我向来对民俗和少数民族的文化音乐感兴趣,只是苦于找不到资料和书籍。去年有幸在洛城的中文书店看到邓启耀先生著的《中国巫蛊考察》和杨福泉先生的《神奇的殉情》,马上就买下了。这两本书分别编在《蝙蝠丛书》和《神秘文化丛书》里。书籍印刷精美,注释和索引都很专业。巫蛊研究是跨学科的,研究者必须对历史学,考古学,民族学、自然科学,心理学、药学以及文学都要非常精通。不仅如此,他们还要做大量的田野搜集工作,艰难程度可想而知。在国内浮躁的学术圈里,这样一批脚踏实地做学问的年轻学者对事业的热情,令我感动。他们默默无闻地从事自己热爱的工作,拒绝急功近利的诱惑,在田野调查,作了开创性的研究,抢救奄奄一息的民族文化,真是作了一件功德无量的好事。

我国西南边疆,林莽山峦,深谷峻岭,美丽奇特的风光让这里居住的少数民族有自己非常特别的风俗。不少已经神秘消逝的北方民族比如契丹族的后裔都在云贵高原。他们的山歌和民谣单纯脱俗,高行建先生就曾为这些歌谣着迷,在这个地区采风时写成了《灵山》。山歌民谣,正如燕晓东评论的那样,是“没有被制度、文人、御用作家、政权、集体意识雕锉过的东西。”边疆民族的风俗魅力十足,不用像三毛那样,非要到撒哈拉沙漠去体验极端和神秘,西南边疆的大山里有的是神奇凄凉的传说和让人迷醉的景色。

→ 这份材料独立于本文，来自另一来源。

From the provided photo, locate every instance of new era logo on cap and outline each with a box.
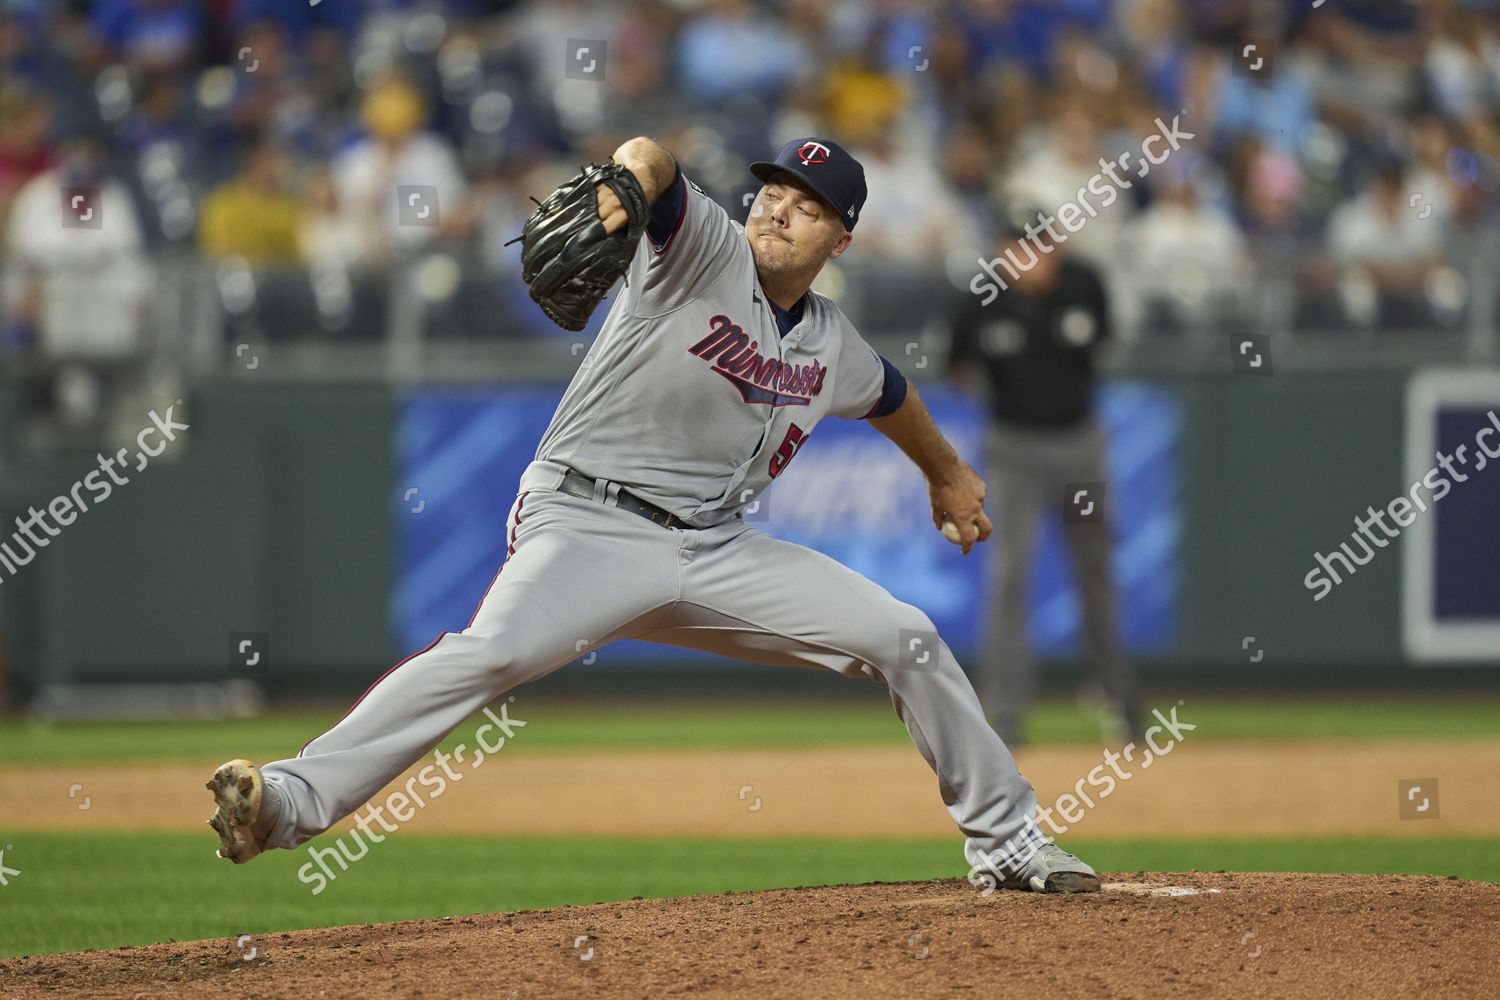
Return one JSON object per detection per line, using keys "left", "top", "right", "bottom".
{"left": 750, "top": 137, "right": 868, "bottom": 232}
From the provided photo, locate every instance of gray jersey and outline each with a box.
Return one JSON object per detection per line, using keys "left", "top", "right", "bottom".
{"left": 534, "top": 172, "right": 887, "bottom": 527}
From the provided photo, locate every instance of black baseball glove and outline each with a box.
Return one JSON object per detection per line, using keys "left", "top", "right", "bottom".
{"left": 513, "top": 161, "right": 650, "bottom": 331}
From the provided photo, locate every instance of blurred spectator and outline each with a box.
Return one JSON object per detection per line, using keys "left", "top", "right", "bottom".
{"left": 852, "top": 128, "right": 972, "bottom": 266}
{"left": 0, "top": 84, "right": 55, "bottom": 225}
{"left": 1409, "top": 114, "right": 1460, "bottom": 231}
{"left": 1117, "top": 0, "right": 1187, "bottom": 101}
{"left": 1326, "top": 159, "right": 1444, "bottom": 327}
{"left": 592, "top": 1, "right": 682, "bottom": 144}
{"left": 1240, "top": 147, "right": 1309, "bottom": 240}
{"left": 676, "top": 0, "right": 805, "bottom": 107}
{"left": 230, "top": 0, "right": 360, "bottom": 51}
{"left": 942, "top": 124, "right": 1002, "bottom": 249}
{"left": 1003, "top": 99, "right": 1132, "bottom": 272}
{"left": 953, "top": 0, "right": 1112, "bottom": 81}
{"left": 197, "top": 138, "right": 303, "bottom": 266}
{"left": 4, "top": 130, "right": 150, "bottom": 358}
{"left": 1448, "top": 169, "right": 1500, "bottom": 255}
{"left": 1124, "top": 156, "right": 1249, "bottom": 331}
{"left": 220, "top": 16, "right": 351, "bottom": 171}
{"left": 119, "top": 70, "right": 195, "bottom": 156}
{"left": 223, "top": 18, "right": 296, "bottom": 139}
{"left": 820, "top": 32, "right": 907, "bottom": 147}
{"left": 1304, "top": 0, "right": 1426, "bottom": 145}
{"left": 899, "top": 13, "right": 988, "bottom": 137}
{"left": 971, "top": 63, "right": 1043, "bottom": 165}
{"left": 0, "top": 7, "right": 59, "bottom": 88}
{"left": 508, "top": 0, "right": 620, "bottom": 111}
{"left": 88, "top": 0, "right": 204, "bottom": 74}
{"left": 307, "top": 75, "right": 469, "bottom": 271}
{"left": 1424, "top": 3, "right": 1500, "bottom": 125}
{"left": 1237, "top": 145, "right": 1319, "bottom": 328}
{"left": 1213, "top": 44, "right": 1317, "bottom": 157}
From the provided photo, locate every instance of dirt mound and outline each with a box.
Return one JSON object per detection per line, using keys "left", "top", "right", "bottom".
{"left": 3, "top": 873, "right": 1496, "bottom": 999}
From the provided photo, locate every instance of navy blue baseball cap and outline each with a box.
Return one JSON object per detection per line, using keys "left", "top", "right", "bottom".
{"left": 750, "top": 137, "right": 867, "bottom": 232}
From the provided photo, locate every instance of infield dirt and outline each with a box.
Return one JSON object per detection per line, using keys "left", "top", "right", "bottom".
{"left": 3, "top": 872, "right": 1496, "bottom": 998}
{"left": 5, "top": 738, "right": 1499, "bottom": 839}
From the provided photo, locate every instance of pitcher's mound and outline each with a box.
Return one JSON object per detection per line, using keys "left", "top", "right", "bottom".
{"left": 4, "top": 872, "right": 1497, "bottom": 998}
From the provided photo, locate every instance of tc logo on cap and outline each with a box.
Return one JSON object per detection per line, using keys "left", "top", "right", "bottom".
{"left": 798, "top": 141, "right": 831, "bottom": 165}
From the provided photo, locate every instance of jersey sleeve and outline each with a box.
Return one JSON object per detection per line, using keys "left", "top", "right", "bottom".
{"left": 828, "top": 318, "right": 896, "bottom": 420}
{"left": 644, "top": 165, "right": 686, "bottom": 249}
{"left": 627, "top": 162, "right": 741, "bottom": 317}
{"left": 865, "top": 356, "right": 909, "bottom": 418}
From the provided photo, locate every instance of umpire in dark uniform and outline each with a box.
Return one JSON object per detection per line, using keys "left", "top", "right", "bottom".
{"left": 944, "top": 217, "right": 1141, "bottom": 745}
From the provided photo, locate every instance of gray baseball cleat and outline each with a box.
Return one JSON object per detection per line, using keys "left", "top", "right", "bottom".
{"left": 206, "top": 759, "right": 278, "bottom": 864}
{"left": 1003, "top": 843, "right": 1101, "bottom": 894}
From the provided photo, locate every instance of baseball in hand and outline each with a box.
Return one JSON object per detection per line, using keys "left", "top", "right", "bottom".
{"left": 941, "top": 517, "right": 966, "bottom": 544}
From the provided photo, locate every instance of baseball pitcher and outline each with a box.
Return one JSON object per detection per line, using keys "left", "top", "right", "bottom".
{"left": 207, "top": 136, "right": 1100, "bottom": 894}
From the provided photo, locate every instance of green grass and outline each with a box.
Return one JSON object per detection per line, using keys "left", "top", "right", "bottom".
{"left": 1, "top": 695, "right": 1498, "bottom": 765}
{"left": 1, "top": 832, "right": 1496, "bottom": 959}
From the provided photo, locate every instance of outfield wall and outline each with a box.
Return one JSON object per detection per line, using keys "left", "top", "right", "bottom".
{"left": 0, "top": 371, "right": 1456, "bottom": 694}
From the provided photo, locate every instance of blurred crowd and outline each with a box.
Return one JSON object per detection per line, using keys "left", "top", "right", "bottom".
{"left": 3, "top": 0, "right": 1500, "bottom": 370}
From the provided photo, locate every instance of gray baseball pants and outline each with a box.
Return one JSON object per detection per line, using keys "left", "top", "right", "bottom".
{"left": 260, "top": 459, "right": 1040, "bottom": 874}
{"left": 979, "top": 419, "right": 1137, "bottom": 739}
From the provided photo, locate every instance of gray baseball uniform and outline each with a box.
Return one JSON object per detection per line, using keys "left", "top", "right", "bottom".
{"left": 258, "top": 164, "right": 1040, "bottom": 878}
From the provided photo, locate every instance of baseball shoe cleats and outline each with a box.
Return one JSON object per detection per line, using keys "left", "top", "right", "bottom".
{"left": 1004, "top": 843, "right": 1101, "bottom": 894}
{"left": 206, "top": 759, "right": 278, "bottom": 864}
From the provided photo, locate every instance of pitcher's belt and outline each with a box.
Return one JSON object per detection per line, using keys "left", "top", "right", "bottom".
{"left": 556, "top": 469, "right": 685, "bottom": 529}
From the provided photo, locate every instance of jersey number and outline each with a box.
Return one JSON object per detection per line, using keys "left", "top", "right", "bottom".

汉民族对少数民族文化向来轻视,根本没有多少汉人真正致力于其他民族的民俗研究,化精力去了解他们的历史和传统。汉文化如果连周边的少数民族文化都不能兼容的话,何谈走向世界,与世界上其他的文化交流呢?汉文化只有走兼收并蓄的路,从丰富多彩的少数民族的文化中吸取营养,方才能进一步走向世界,与世界文化接轨。

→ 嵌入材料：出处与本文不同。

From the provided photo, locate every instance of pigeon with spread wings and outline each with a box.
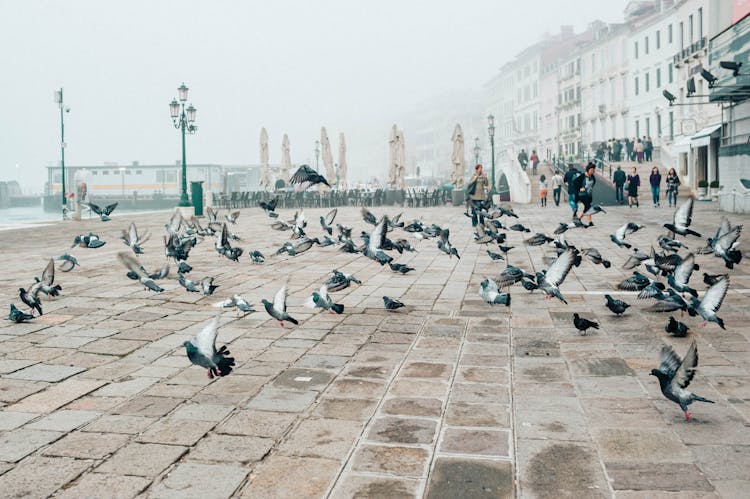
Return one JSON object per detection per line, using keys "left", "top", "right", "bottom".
{"left": 290, "top": 164, "right": 331, "bottom": 190}
{"left": 650, "top": 340, "right": 713, "bottom": 421}
{"left": 183, "top": 316, "right": 235, "bottom": 378}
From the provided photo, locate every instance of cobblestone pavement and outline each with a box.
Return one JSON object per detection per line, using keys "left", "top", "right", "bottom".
{"left": 0, "top": 199, "right": 748, "bottom": 498}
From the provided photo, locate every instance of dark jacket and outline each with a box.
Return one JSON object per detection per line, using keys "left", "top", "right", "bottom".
{"left": 666, "top": 174, "right": 680, "bottom": 189}
{"left": 572, "top": 172, "right": 596, "bottom": 201}
{"left": 563, "top": 169, "right": 580, "bottom": 191}
{"left": 613, "top": 169, "right": 626, "bottom": 186}
{"left": 649, "top": 172, "right": 662, "bottom": 187}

邓先生的《中国巫蛊考察》是我国第一部研究巫蛊的学术专著。虽然是学术性的,但是书中用的调查资料引人入胜。他谈到了巫术的缘起,种类,毒咒密符,巫术与风水,风流媚药的药方。比如他谈《恋药祈歌》(采摘巫术用药时对爱神及花精叶魄的祈祝之词)时说,傈傈族在怒江峡谷两侧雪山顶峰的岩石缝中,长有一种针叶草科植物,据说这是制作恋药的主要药材。采摘这种植物的时候,巫师要唱恋药祈歌,直唱到岩石缝中的那种植物的叶子开始摇动。之后再加上其他成分(不赘述),合制成药,用的时候,抹一点在情人身上,被抹者便会迷上抹药的人,轻则日日思念,重则茶饭不思,精神恍惚。书中没有对药理进行解说,不过从我对其他巫术的研究中,我知道很多恋药其实就是致幻药。

在研究中,邓先生和他的妻子多次以身试蛊,踏了很多的禁区。

另一本书的作者杨福泉先生是纳西族的学者,他的这本书不仅在学术上有价值,而且文笔优美流畅,文学性也很强。书中搜集了很多纳西族的民歌和经文。他本人同时也从事诗歌小说的文学创作。《神奇的殉情》里,多次讲到《东巴经》记载的纳西族著名爱情悲剧长诗《鲁般鲁娆》。相传作品中的男女主人公是纳西族第一对殉情的恋人。开美久命金是一个殉情的女子。歌是这样唱的:

开美久命金 你的眼睛太痛苦了,

到这里来看草场上的鲜花吧

你的脚太疲倦了, 到这里来踏如茵的青草

你的手太疲倦了, 到这里来安然地取牦牛的奶汁!

你到这里的云霞世界中来居住吧,你到这里来饮高山的清流!

你到这里来吧,爱之花插满头!

你到这里来骑红虎,来牧白鹿,来取鹿乳!

你到这里来织天上的白云,地上的白风!

书里对纳西族盛行殉情风俗的历史和社会因素做了大量的研究和考据。特别是玉龙山为什么会成为殉情男女的“殉情山”,为什么东巴教的长老为殉情男女作的“哈拉力肯”可以得到丰厚的报酬,都有让人耳目一新的讲述。书中谈到“骨泣”调和民族乐曲口弦。骨泣是哀伤的意思。骨泣调旋律幽怨,声调凄哀。如悲风长鸣,暗泉呜咽。殉情男女二人对唱,一问一答,相互诉苦情,相互安慰。口弦是竹片作的乐曲,非常简朴。

由三联书店出版的这一套神秘文化丛书还包括《祈禳:求福・除殃》,《摊:驱鬼・逐疫・酬神》,《衣装上的秘境》,这一套书都从不同的角度对中国边疆民族的民俗、历史、民间宗教等进行系统整理,资料详实,论述精辟,语言生动。一般读者都可以从中受益。对神秘文化的了解可以拓宽我们的思维空间,对于只用科学方法思维的朋友一定特别有启发。